WASHAWAY BEACH - Last week beachcombers discovered a framework hewn from and partially decked with foot-thick wooden beams in the sands of Washaway Beach, on State Route 105 west of Raymond near the mouth of Willapa Bay.
Jutting hundreds of thick metal rivets, the wreckage was discovered on the extremely unstable beach area between North Cove and Tokeland and just south of Warrenton Cannery Road.
Its location prompted Pacific County officials to caution all who may be curious about the wreck.
"The public is warned to stay away from this shipwreck and the entire area," County Administrative Officer Bryan Harrison said in an e-mail last Friday. "Residents and tourists should consider the entire Washaway Beach area as potentially hazardous. It is not a safe place for the public to visit."
Immediately speculation began as to what the wreckage was and where it had come from. Rex Martin, executive director of Westport Maritime Museum, told local media that the wooden structure could be what remains of the Canadian Exporter, a vessel that went aground in dense fog late on the evening of July 31, 1921, or possibly early the first day of August that year.
The Canadian Exporter is no stranger to being discovered as the Chinook Observer reported March 11, 1999, when 2'x2' fir timbers each worth $2,000 to $7,000 began washing up between Willapa Bay and Grays Harbor. They were marked "HRM" - short for timber company H.R. McMillan - and were believed to have worked their way loose from an unsalvaged portion of the Exporter.
Strong westerly winds typical for that time of the year and continual erosion at Washaway Beach evidently unearthed some of the Exporter's wooden structure and those large timbers washed ashore.
Efforts are underway to positively identify the wreckage and to determine if it lies on public or private lands as much of Washaway Beach has washed away. If the wreck is on public lands and any private ownership rights have lapsed, Martin wants to acquire it for the Westport museum by petitioning the State Department of Archaeology and Preservation.

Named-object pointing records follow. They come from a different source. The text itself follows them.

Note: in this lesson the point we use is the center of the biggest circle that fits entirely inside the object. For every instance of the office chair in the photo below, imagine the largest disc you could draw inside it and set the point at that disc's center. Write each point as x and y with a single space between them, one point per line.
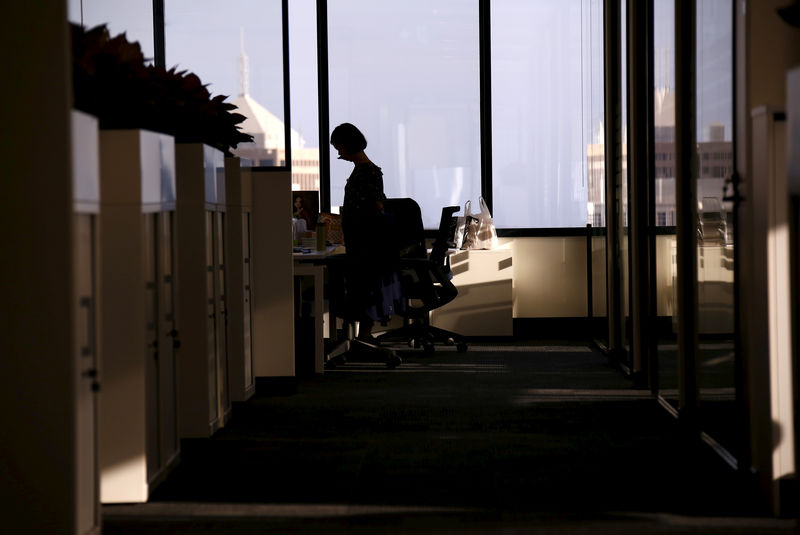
425 279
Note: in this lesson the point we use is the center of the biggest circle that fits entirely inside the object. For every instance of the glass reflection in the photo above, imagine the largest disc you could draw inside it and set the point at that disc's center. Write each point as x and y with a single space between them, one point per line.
664 188
407 75
715 269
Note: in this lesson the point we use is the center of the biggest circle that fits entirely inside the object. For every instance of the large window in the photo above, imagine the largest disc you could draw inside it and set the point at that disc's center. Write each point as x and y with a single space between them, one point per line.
133 17
304 85
547 113
406 72
236 48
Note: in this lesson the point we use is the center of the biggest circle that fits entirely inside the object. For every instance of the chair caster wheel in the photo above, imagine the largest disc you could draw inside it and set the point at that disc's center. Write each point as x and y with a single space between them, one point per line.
336 361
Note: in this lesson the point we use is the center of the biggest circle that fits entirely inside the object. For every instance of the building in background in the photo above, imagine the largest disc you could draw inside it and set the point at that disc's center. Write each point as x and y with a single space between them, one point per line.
268 147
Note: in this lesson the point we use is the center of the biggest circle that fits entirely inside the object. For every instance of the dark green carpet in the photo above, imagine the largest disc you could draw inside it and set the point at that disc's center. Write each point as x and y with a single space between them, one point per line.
501 437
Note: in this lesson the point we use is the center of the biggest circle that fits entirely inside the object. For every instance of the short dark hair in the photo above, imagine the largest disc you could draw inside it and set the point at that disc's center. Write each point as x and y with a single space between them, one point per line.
349 137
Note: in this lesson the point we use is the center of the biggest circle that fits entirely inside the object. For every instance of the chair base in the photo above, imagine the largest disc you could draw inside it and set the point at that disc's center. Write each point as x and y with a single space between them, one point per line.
356 350
420 333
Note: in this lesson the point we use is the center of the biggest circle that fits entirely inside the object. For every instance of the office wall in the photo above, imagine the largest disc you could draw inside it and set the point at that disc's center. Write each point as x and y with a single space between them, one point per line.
766 47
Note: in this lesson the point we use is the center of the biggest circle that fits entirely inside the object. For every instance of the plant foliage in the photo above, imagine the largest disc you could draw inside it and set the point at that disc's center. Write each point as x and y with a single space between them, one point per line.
113 82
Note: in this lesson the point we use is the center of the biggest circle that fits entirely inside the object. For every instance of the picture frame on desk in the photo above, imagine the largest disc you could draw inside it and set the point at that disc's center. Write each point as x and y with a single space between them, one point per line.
305 205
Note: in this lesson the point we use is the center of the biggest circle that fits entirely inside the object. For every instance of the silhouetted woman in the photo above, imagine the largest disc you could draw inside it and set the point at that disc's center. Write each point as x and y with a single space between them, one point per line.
372 284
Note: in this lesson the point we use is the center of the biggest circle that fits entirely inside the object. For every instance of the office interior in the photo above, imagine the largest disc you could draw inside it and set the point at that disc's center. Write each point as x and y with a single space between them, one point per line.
700 311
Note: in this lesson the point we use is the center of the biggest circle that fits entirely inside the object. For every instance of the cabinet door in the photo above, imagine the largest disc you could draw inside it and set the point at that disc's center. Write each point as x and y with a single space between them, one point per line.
85 350
211 309
151 349
168 338
222 316
248 303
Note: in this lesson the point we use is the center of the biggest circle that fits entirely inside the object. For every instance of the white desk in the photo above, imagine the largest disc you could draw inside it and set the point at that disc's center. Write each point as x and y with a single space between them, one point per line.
308 265
484 305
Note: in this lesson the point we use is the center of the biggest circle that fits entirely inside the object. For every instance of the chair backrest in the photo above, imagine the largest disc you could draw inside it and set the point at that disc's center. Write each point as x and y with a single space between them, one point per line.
408 230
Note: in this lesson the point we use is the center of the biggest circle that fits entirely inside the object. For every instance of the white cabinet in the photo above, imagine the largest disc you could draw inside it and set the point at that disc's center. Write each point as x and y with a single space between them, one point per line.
484 305
238 186
86 197
204 402
139 326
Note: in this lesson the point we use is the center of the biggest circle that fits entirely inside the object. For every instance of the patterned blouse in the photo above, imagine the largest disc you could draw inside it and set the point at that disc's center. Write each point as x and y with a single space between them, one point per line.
360 209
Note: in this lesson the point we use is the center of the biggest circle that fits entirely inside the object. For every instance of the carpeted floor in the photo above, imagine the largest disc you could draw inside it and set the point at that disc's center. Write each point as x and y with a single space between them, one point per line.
503 438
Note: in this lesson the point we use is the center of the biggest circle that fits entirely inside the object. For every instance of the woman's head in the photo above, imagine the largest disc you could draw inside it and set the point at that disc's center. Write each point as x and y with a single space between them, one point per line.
348 140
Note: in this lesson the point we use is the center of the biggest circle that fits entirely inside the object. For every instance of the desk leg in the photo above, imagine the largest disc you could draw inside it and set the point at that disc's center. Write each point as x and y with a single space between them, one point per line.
317 273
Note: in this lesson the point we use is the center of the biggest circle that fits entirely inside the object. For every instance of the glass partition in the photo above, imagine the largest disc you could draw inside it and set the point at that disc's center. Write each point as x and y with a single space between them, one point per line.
236 48
664 190
624 234
715 238
304 97
547 113
406 73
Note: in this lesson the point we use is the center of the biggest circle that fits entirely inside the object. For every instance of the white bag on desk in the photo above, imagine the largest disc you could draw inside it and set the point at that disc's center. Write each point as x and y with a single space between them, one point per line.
477 230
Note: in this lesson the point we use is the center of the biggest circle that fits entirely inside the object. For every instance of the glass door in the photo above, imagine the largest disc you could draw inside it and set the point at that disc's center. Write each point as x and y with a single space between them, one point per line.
664 193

It appears to be virtually impossible to move the wreckage en mass and restoration would be out of the question. There was concern that it may go the way of much of Washaway Beach and be washed out to sea.
In James A. Gibbs book, "Graveyard of the Pacific," he chronicles the demise of the Canadian Exporter. Unseasonable fog caused the cargo ship to miss the entrance to Willapa Bay and when the fog lifted the tug Wallula and salvage steamer Algerine tried to pry it from the sands of Washaway Beach.

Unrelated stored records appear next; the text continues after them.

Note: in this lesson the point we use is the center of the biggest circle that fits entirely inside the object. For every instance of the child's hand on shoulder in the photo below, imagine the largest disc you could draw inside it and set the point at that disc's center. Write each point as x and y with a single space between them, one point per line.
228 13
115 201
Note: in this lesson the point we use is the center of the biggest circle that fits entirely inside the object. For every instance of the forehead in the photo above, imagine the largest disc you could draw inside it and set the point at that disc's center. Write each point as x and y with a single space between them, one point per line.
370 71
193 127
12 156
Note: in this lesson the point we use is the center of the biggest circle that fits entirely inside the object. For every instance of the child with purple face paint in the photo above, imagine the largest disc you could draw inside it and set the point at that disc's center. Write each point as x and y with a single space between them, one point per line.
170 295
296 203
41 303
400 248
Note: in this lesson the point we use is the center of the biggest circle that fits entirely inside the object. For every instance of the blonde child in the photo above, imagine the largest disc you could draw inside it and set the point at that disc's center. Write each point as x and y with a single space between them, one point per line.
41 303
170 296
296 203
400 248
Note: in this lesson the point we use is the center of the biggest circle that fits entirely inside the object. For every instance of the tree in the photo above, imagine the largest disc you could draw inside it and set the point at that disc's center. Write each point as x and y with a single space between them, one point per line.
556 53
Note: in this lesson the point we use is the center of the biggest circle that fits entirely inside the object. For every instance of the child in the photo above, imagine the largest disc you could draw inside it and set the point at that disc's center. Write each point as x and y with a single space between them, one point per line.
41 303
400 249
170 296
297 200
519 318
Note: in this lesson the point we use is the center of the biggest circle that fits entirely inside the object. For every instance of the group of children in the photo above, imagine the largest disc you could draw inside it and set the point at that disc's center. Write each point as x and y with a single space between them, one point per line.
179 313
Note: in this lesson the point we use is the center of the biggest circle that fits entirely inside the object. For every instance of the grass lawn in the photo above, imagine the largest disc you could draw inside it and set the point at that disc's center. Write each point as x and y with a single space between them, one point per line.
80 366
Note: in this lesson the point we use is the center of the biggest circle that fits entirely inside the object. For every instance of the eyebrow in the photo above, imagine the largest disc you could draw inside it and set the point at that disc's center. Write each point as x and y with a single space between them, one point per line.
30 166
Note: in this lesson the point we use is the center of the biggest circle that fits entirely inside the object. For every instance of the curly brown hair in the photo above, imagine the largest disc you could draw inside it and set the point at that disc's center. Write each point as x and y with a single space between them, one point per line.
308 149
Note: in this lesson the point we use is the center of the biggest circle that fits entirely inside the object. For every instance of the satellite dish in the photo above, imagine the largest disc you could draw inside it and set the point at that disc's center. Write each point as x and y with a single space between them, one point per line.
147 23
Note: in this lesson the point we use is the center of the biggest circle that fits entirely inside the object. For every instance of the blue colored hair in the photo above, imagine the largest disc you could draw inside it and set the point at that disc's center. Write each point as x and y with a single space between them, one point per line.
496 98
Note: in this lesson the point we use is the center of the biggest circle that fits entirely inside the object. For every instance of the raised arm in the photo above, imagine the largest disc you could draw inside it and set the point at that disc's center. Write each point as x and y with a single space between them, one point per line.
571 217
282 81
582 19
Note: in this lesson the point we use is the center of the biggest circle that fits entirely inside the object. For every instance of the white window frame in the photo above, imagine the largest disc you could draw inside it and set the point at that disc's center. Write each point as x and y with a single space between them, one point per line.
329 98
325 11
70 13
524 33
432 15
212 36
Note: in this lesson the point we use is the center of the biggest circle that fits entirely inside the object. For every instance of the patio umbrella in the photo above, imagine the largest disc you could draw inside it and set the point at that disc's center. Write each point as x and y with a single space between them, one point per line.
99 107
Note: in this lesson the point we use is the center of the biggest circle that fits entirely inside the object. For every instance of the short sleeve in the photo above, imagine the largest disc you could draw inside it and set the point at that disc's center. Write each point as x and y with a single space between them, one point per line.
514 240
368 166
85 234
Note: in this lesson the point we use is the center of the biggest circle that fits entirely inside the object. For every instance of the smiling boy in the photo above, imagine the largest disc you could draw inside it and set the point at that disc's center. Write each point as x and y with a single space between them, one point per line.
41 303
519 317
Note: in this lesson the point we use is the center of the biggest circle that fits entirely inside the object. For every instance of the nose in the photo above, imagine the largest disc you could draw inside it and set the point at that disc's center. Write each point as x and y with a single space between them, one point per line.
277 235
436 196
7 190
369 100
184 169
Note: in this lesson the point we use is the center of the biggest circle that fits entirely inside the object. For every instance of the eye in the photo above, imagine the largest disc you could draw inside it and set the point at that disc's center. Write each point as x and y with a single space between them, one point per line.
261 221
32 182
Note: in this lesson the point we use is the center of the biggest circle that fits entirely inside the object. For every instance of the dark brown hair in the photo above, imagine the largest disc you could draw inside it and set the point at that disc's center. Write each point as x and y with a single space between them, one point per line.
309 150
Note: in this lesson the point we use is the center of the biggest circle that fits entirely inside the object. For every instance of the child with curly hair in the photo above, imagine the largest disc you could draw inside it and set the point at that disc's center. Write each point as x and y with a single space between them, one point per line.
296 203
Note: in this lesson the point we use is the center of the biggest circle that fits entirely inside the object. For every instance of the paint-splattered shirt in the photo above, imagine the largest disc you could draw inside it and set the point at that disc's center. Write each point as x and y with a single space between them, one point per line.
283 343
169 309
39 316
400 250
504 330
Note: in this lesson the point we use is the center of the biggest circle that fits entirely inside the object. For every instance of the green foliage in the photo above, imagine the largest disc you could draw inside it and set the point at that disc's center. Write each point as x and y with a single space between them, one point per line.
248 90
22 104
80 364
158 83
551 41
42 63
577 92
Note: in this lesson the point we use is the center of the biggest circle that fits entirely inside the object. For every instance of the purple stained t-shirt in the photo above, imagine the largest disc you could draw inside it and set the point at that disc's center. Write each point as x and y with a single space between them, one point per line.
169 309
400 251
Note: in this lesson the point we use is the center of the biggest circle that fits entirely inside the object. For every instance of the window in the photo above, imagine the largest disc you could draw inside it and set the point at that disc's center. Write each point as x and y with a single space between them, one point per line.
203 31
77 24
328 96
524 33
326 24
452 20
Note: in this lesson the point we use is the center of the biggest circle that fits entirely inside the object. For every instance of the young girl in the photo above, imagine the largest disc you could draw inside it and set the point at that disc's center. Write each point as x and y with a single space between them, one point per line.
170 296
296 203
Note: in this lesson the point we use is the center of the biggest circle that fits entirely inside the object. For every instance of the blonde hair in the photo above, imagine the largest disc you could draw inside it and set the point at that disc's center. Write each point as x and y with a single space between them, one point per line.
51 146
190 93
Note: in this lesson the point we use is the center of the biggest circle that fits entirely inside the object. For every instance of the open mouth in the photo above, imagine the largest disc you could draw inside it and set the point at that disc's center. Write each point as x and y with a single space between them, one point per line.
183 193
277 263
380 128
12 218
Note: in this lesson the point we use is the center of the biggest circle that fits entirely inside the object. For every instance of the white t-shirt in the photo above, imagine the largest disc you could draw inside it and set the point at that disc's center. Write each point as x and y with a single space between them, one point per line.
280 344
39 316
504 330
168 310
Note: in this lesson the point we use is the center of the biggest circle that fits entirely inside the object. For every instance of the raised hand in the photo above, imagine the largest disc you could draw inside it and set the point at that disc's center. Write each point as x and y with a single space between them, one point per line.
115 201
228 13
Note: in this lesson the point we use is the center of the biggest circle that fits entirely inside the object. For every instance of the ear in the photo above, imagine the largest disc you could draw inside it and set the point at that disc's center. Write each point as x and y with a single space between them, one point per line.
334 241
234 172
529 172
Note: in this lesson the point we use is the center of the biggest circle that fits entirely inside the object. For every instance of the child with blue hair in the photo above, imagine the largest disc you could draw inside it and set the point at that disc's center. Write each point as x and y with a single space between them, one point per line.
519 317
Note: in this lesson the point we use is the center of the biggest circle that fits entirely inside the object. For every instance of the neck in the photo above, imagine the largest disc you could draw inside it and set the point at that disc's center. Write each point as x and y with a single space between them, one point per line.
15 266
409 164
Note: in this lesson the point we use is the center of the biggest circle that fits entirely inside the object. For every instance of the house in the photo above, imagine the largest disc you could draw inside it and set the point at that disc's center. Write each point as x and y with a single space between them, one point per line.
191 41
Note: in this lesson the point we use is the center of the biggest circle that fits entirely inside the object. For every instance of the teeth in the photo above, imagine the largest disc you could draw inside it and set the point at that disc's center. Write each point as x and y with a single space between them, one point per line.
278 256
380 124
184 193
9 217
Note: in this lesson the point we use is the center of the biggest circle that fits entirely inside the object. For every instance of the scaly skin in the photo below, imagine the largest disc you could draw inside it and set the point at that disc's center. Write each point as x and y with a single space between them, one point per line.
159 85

As early as the next morning the Canadian Exporter showed signs of breaking up and indeed the 100-foot ship that was going from Vancouver, B.C. to Portland, Ore. when the mishap occurred did split in two according to Gibbs' report. H.R. McMillan and Percy Sills from British Columbia purchased the salvage rights to the vessel, but by October the U.S. Coast Guard wouldn't allow anyone near the wreckage because of treacherous surf conditions and blustery weather.
Eventually lumber from wreckage was sold for $17,500, but McMillan and Sills still suffered a $4,500 loss on their venture, a substantial amount of money in the early 1920s. A chair and photos of the Canadian Exporter can be found in South Bend's Pacific County Museum at 1008 West Robert Bush Drive.
Gibbs' book shows the Exporter was a steel-hulled ship, calling into question whether the wooden wreckage has been correctly indentified thus far. It is possible the metal hull was removed during earlier salvage operations, however.
Lyn Hayes, operations director for Westport Maritime Museum, asserted Monday that all evidence points to the ship found at Washaway Beach last week is indeed a 100-foot-long section of the Canadian Exporter.
"As far as we know the wreckage is the Canadian Exporter," he said. "It seems to resurface every several years or so. The last time it was visible was 17 years ago."